Swords of the Horseclans by Adams Robert

Then came first the horrifying word that King Rahndos and seven other claimants to the throne had, all in one day, deliberately slain themselves! Thoheeks Fahrkos, who had no more right to the throne than Zastros, had been crowned. Then had the kingdom been well and truly split asunder as a host of pretenders’ warbands marched north and south and east and west, fighting each other as often as they fought Fahrkos. Cities were besieged or felled by storm, villages were burned; noble and peasant alike fled to mountain and forest and swamp, as fire and rapine and slaughter stalked the land in clanking armpr.

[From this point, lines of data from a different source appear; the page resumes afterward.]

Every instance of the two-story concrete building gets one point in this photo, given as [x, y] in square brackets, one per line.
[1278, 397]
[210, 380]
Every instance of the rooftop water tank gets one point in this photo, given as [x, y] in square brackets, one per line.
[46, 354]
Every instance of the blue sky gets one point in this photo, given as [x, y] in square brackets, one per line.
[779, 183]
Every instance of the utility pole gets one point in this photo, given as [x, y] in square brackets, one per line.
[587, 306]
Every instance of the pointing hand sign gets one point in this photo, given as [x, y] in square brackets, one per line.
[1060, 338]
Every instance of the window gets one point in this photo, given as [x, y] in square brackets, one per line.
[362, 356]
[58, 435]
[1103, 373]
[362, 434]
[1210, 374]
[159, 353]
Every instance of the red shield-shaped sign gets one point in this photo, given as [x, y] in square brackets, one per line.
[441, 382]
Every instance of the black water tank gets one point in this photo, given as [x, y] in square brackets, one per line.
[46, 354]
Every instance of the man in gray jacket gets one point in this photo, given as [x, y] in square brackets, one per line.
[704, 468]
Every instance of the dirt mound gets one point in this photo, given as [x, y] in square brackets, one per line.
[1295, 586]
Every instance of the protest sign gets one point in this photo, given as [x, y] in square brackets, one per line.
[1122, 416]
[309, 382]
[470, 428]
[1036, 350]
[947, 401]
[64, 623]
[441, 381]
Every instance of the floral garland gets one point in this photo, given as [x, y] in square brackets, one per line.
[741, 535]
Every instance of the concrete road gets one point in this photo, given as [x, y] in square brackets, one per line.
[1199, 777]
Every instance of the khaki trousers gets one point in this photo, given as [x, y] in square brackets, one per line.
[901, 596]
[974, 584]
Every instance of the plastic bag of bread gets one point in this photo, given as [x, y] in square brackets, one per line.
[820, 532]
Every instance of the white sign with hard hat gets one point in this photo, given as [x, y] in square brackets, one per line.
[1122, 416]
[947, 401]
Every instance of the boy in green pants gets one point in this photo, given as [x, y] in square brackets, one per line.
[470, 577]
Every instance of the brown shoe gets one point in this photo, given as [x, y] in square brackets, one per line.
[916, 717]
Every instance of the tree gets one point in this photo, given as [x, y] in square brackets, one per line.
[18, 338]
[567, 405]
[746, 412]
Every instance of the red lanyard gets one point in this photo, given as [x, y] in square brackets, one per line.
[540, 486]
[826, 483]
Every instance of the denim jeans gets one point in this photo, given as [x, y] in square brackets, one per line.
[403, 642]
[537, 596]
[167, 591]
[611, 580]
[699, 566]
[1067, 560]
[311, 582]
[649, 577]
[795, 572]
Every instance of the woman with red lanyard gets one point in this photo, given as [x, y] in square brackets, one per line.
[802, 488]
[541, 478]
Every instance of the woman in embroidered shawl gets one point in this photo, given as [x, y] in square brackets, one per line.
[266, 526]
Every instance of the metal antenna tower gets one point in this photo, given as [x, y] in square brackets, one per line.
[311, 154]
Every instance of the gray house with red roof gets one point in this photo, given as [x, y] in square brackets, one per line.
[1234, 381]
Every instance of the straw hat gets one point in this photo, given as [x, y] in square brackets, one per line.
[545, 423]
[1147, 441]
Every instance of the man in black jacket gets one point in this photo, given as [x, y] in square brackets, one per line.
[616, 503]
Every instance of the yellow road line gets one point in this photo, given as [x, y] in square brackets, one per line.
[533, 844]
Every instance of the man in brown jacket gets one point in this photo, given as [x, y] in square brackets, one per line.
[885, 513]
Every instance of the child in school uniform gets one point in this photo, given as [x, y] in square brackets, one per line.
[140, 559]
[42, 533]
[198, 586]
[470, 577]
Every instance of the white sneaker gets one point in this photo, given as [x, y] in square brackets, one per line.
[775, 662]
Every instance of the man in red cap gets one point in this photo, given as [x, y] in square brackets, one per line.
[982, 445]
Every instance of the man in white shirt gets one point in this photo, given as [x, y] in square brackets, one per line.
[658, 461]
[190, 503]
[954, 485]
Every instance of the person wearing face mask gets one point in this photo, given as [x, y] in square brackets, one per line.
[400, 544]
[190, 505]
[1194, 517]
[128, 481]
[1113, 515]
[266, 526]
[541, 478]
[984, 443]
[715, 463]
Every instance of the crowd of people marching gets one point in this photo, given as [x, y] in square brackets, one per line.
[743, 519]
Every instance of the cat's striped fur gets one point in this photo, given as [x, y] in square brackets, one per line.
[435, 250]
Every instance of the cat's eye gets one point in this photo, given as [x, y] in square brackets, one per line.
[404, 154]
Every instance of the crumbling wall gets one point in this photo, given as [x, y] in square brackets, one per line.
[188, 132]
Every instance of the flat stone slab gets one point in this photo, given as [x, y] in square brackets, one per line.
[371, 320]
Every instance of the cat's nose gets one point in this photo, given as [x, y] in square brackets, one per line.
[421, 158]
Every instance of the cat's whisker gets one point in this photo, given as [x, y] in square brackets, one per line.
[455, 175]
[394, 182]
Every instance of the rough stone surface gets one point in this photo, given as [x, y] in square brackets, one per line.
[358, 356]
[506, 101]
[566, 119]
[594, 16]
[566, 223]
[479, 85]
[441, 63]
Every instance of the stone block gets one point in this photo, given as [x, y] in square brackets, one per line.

Portos and most of Zastros’ other captains defended their lands as best they could, stoutly held their cities, and awaited word from the Witch Kingdom, where dwelt their lord.

They waited for three long years, while the once-mighty, once-wealthy Southern Kingdom dissolved around them into a hodgepodge myriad of small, ever-warring statelets. Fahrkos ruled his capital and controlled a few miles of land around it, but a large proportion of his predecessor’s fine army had left with many of his most powerful lords, when they departed to cast their hats into the much-crowded ring. The strong central government that had made the Southern Kingdom what it had been and extended its borders over the years had collapsed into anarchy and chaos; from the western savannas to the eastern saltfens, from the Iron Mountains to the Great Southern Swamp, might made right and the status of men was determined not by their pedigree, but by the strength of their swordarm and the size of their warband.

At last the long-deferred summons came and Portos led his squadron to the rendezvous, leaving defense of his lands and city in the hands of his two younger brothers. By the time Zastros and his Witch Kingdom bride, the Lady Lilyuhn, arrived, there were fifteen thousand armed men to greet them … and a full tenth of that force was Portos’ squadron.

Portos and all the rest had expected an immediate, lightning drive on the ill-defended capital, but Zastros marched them west, bearing north, through the very heart of the savannas onto the shores of the King of Rivers; and men marveled at the size of his force—the largest seen under one banner since the breakup of King Fahrkos’ inherited army—and noble and peasant alike came from fen and from forest to take their oaths to so obviously powerful a leader . . . only such a one as he could put things right again.

Then it was north and east for the more than doubled army, and petty claimants—who might have had a bare chance against equally unworthy opposition—saw the death of glorious pipedreams and swore their allegiances to Zastros and added their warbands to his, so that, by the time he camped below the walls of Seetheerospolis, the fifty thousand men under his banner left the Eeyeh-geestan of the Iron Mountains no choice but to throw their far from inconsiderable forces and resources into Zastros’ lap. And the massive army marched due south, again bypassing the capital, then east to the fringes of the saltfens.

Only when he had almost seven times his beginning strength did he turn toward the capital and King Fahrkos, whom he considered a traitor, since Fahrkos had been one of his supporters in his first rebellion. As Zastros’ van came within the crown lands, the pitiful remnant of that mighty force that had trampled his aspirations into the gory mud of Ahrbahkootchee only five years agone threw down their battered arms, hailed him savior of the realm, and begged leave to serve him.

King Fahrkos, even his advisors and bodyguard having deserted to Zastros, slew his wife, his daughters, and his young son, then fired the wing that had housed his loved family, and fell on his sword. Only the prompt arrival of Zastros’ huge army prevented the entire palace complex from burning.

So the victorious Zastros was crowned High King of all Ehleenoee, a new title, never before claimed by any other. But to the faithful Portos, the price of victory had been steep. Soon after his squadron’s departure, his city had been stormed, sacked, and razed by some bannerless warband; only the citadel had successfully resisted, but both his brothers had died in the defense. And what with disease and accident and the occasional skirmish, no troop of his squadron could, on Coronation Day, muster more than fifty men.